So, new moms, if you’re considering breastfeeding, let me be your herald of hard truths: it’s not for the faint of heart. When it comes to a baby trying to latch on to a nipple, my best comparison would definitely be a baby bird fighting for a worm in the ground. There’s the wide-eyed determination, the tiny little mouth opening in search, and let’s not forget, the flapping—minus the feathers, but definitely with plenty of adorable chaos! With my first son, I thought I was ready. I bought all the books, read everything there was to read, interrogated experienced moms, and even sat through a lactation class. Yet, when he arrived, all those tips and tricks turned into a swirl of confusion. The lactation nurse breezed in and instructed me to hold him like a football—apparently, he’d do the rest. Well, that might have been true when she placed him on me, but when I tried, it was like he’d found a much more interesting channel on a tiny invisible TV.
Nobody warned me about the pain either. As if my boobs turning into rock-like pain sensors wasn’t enough, my uterus was staging its own protest march back to normal.
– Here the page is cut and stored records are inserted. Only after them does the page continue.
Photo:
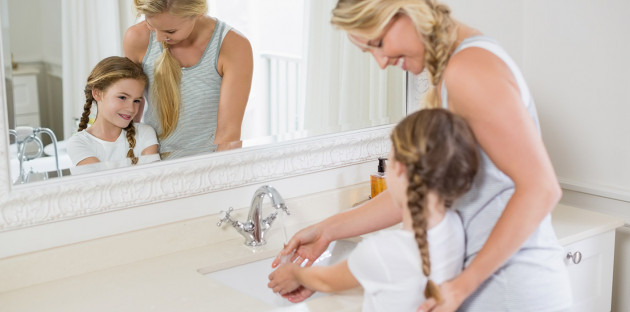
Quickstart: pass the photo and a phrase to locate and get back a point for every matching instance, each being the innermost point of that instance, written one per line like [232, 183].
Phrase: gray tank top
[200, 93]
[512, 286]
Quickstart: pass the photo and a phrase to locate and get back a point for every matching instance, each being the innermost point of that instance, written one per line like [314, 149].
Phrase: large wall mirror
[316, 102]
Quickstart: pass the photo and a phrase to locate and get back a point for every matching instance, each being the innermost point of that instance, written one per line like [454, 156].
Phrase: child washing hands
[433, 160]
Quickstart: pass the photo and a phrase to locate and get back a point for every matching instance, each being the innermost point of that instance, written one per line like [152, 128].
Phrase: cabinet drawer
[591, 271]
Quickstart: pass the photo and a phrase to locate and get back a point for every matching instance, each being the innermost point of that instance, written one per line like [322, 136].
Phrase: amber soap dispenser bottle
[377, 180]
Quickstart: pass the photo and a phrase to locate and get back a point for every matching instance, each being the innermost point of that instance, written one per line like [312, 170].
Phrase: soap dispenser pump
[377, 179]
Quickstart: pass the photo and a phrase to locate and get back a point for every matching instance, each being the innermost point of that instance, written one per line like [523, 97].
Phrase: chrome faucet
[256, 226]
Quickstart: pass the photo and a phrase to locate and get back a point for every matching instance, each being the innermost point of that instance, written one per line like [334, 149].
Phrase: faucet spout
[255, 211]
[256, 226]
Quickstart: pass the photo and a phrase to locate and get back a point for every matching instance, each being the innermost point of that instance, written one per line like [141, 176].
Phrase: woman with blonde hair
[513, 259]
[200, 73]
[433, 160]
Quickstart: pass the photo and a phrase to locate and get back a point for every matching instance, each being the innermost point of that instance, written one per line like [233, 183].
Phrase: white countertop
[172, 283]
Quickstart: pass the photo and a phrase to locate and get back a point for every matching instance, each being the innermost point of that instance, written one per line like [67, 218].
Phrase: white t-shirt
[388, 264]
[111, 154]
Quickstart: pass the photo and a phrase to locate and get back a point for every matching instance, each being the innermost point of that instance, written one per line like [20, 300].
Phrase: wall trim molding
[606, 191]
[75, 196]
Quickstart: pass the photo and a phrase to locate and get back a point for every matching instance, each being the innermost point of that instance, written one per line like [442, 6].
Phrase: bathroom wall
[574, 55]
[36, 43]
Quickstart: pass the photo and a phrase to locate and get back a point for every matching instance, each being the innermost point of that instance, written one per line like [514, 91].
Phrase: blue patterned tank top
[200, 93]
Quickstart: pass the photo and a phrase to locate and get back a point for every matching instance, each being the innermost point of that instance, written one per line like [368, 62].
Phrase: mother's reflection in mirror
[200, 73]
[116, 86]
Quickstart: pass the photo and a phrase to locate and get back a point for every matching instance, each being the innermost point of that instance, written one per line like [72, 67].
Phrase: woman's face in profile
[398, 45]
[169, 28]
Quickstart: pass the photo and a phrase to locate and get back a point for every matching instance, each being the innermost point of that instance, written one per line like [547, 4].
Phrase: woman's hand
[307, 244]
[284, 279]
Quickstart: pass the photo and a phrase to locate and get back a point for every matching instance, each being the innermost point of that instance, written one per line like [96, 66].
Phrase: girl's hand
[284, 279]
[307, 244]
[299, 295]
[452, 296]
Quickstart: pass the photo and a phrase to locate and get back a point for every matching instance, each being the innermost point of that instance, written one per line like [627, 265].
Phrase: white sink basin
[252, 278]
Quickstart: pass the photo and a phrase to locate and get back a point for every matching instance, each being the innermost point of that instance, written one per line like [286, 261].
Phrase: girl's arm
[483, 90]
[309, 243]
[235, 65]
[290, 276]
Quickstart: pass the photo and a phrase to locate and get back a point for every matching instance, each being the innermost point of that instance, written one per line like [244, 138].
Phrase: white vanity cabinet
[26, 98]
[590, 264]
[588, 239]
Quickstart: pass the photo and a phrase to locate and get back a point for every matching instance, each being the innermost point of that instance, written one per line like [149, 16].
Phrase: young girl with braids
[432, 162]
[115, 86]
[200, 74]
[506, 214]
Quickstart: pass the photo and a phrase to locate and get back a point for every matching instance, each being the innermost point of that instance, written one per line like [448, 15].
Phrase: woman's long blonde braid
[439, 39]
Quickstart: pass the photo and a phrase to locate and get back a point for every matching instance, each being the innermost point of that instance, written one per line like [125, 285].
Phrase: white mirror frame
[77, 196]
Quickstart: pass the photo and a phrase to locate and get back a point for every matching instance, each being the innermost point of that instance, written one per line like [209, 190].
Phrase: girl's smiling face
[398, 45]
[119, 104]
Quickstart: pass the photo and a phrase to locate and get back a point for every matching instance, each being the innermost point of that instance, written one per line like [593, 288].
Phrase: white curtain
[91, 31]
[345, 88]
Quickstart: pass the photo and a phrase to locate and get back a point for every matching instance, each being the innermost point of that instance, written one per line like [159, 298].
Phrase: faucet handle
[284, 208]
[226, 216]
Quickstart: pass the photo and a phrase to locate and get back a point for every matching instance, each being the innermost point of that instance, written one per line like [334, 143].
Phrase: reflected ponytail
[165, 91]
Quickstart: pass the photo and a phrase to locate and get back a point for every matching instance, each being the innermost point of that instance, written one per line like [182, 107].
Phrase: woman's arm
[483, 90]
[290, 276]
[235, 65]
[150, 150]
After days of trying and failing, I switched to pumping—only to discover it was breastfeeding’s evil twin. Seriously, if the machine’s doing too much pulsing and not enough contracting at the wrong size, it’s like a medieval torture device. Physical intimacy moved to the back burner because, with my tender-as-porcelain bust, even imagining a breeze touching them was a ‘nope’ for me.
Then, along came my second son, the sleeping, feeding wonder child. He latched on effortlessly like it was his superpower, and suddenly milk was flowing in 6-ounce increments instead of the paltry 1-2 ounces I sweated over with my first. With him, it was all about convenience—no more panicking over bottle temperature or cleaning the million tiny pieces that come with pumping. Though I still pump once or twice a day, it’s more of a friendly check-in than a full-blown session. Nights became a snuggle fest, with him and me both blissfully half-asleep on a Boppy pillow, ignoring the world.
On the downside, my firstborn gave me major side-eye—a potent mix of jealousy and silent judgment that makes my mom guilt flare. We made it three months breastfeeding with him, while with his baby brother, we’re cruising past four. But here’s the big reveal: breastfeeding in public is not the scandal people make it out to be. Sure, there are occasional looks, but compared to the chaos of bottle feeding logistics, it’s a walk in the park with center-stage views of zero mummy meltdowns over forgotten formula. Who knew that simple, hassle-free and spontaneous wins the day?